While amusing at best, after the first few chapters this schtick becomes tiresome. There are too many puns throughout and some jokes that are just plain bad. A particular howler comes when Israel and Ted discover the van has been stolen: 

‘Who are we going to call?’ said Ted. 

‘Ghostbusters?’ said Israel. 

Even a ten-year-old on a sugar rush would frown at that one. The Delegates’ Choice is riddled with such comic misfires, and in a comic novel this is more of a crime than the books' grand theft auto-library.

The overuse of dialogue also prevents the author from creating any real sense of place. Beyond the rural dialect we have no credible feeling of being in the fictional Tumdrum. The reader has to constantly remind themselves that the story is set in Northern Ireland at all. Similarly, we are only given the vaguest descriptions of England.

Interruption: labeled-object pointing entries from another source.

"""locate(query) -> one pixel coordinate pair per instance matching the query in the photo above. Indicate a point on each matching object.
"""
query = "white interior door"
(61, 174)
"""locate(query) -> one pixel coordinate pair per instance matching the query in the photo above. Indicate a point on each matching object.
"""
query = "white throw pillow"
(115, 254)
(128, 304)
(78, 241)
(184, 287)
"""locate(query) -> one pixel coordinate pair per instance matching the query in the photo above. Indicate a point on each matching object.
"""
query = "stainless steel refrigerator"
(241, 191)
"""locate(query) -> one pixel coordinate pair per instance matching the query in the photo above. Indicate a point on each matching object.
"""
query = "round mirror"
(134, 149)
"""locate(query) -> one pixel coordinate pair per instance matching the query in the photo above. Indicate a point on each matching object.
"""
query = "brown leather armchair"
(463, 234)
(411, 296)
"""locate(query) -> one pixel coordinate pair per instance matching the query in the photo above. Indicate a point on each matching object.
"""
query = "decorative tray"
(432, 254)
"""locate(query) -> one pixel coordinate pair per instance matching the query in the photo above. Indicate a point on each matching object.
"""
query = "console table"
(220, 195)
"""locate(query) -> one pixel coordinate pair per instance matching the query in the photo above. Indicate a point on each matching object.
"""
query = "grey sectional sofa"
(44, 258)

Whilst the secondary characters, bar Ted, are poorly developed, we get to know Israel very well. Amidst his constant kvetching about life in general there are some attacks at literary trends: celebrity and ghostwritten biographies, diet books, inane chick-lit and even Booker prizewinners. 

Sansom is not only mocking Israel’s cultural pretensions but seems to take great pleasure in sniping at some of his contemporaries. Had The Delegates' Choice been a stronger piece of work this would have been clever, but, as they are, the references to superior novels only serve to make the reader wonder why they’re not reading one of those instead.

The Delegates' Choice can be an amusing read, at times, but if you’re looking to check out a more enjoyable comic mystery novel, Alexander McCall’s No 1 Ladies' Detective Agency series is a great choice. Indeed, if you want a comic novel featuring a mobile library, Alan Bennett’s The Uncommon Reader (which sees the Queen become a frequent visitor to a mobile library) is also more deserving of your time. 

However, while The Delegates’ Choice suffers from some comic misfires, too flimsy a plot and the crippling weight of its voluminous dialogue, it will no doubt be welcomed by confirmed fans of Sansom’s mystery series. It just may not win him any new ones.